Electrocution, poisoning and using steel traps are some methods being adopted by the poachers to kill the tigers. According to activists, a tiger fetches around Rs 1-Rs 1.5 crore in the international market, making it lucrative enough for poachers to venture deep into the forests hunting for tigers.
“An increasing number of tiger deaths is being reported from Madhya Pradesh because of the lackadaisical attitude of the state’s forest officers. Tiger protection is the responsibility of the state, but the state government has not been able to do much to protect the tigers there. Another reason why poaching activity has seen an increase is because of the low conviction rate in such cases. Also, the forest minister of the state does not think tiger conservation is an important job,” Ajay Dubey, a well-known tiger conservation activist, told The Sunday Guardian.
Seeing the state of affairs in Madhya Pradesh, for several years, Gujarat has been refusing to transport its lions to Madhya Pradesh. This has been a bone of contention between the two states.
Dubey also said that the Madhya Pradesh government has not formed a special task force, which was to be constituted some years ago to oversee the protection of tigers in the state.

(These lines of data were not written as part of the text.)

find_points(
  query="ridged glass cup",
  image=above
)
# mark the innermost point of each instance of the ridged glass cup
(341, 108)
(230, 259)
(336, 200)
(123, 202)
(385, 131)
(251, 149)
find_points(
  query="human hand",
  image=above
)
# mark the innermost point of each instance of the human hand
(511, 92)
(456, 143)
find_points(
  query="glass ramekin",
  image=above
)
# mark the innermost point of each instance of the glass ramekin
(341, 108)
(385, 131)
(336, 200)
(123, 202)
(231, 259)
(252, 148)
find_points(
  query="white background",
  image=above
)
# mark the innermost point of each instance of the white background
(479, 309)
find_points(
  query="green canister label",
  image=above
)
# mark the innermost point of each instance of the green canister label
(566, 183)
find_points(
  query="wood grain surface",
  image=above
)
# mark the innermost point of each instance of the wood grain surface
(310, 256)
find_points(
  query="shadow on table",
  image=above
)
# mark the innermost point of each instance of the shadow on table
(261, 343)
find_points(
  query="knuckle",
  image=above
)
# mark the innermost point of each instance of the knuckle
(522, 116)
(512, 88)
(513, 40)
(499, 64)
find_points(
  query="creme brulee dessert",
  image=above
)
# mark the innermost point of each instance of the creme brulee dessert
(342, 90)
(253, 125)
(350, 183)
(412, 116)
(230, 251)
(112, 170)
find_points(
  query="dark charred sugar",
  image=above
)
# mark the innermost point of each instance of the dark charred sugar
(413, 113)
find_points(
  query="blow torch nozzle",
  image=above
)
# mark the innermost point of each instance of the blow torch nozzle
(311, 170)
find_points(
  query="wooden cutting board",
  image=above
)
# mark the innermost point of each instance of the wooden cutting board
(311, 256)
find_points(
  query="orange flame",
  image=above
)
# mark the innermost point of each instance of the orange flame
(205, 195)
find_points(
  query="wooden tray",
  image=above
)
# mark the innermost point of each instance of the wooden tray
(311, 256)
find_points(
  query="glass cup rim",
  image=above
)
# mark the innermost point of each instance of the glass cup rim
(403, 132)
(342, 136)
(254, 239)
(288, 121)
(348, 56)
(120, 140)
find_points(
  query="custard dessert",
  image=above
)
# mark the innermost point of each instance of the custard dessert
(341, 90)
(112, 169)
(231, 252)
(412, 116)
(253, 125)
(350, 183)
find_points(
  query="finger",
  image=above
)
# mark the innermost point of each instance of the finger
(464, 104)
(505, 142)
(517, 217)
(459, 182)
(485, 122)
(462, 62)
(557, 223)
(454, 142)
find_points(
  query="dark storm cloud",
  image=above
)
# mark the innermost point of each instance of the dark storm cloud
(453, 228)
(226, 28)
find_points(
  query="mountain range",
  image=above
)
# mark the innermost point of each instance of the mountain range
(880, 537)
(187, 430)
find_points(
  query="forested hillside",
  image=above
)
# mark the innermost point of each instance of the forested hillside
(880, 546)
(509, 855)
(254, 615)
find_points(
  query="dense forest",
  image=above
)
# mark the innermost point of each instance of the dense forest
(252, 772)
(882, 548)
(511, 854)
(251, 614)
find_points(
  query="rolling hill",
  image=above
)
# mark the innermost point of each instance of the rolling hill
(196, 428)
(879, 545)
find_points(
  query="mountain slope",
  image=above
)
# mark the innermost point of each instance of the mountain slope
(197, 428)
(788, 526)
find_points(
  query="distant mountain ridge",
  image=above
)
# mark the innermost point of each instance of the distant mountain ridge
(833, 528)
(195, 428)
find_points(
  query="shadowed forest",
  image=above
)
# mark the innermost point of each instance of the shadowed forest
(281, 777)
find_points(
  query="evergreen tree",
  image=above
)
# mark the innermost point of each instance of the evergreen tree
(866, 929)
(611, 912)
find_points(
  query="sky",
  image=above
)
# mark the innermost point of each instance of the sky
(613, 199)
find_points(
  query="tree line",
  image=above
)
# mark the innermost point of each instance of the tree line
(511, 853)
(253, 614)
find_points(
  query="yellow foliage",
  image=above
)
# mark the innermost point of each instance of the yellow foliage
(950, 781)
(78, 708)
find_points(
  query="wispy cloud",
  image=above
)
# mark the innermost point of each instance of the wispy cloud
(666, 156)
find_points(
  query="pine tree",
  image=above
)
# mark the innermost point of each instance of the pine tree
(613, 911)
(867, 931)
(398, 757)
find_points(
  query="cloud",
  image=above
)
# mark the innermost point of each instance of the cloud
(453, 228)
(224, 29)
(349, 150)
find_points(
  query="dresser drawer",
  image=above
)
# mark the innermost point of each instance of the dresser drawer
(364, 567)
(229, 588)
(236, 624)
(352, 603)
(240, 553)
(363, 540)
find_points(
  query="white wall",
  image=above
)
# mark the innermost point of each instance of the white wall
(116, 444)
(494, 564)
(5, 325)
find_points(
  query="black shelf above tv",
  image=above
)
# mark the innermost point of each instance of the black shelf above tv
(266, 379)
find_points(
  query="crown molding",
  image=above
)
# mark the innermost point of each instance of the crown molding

Joseph Tito, tiger conservationist and researcher with the Wildlife Protection Society of India, told The Sunday Guardian, “The MP government should show the willingness to protect its tigers and deploy efficient forest officers on the frontline. If it has already done so, are poachers laying electrocuted wires inside the forest? How are they poisoning the water and, moreover, how are they gaining access to the forest area?”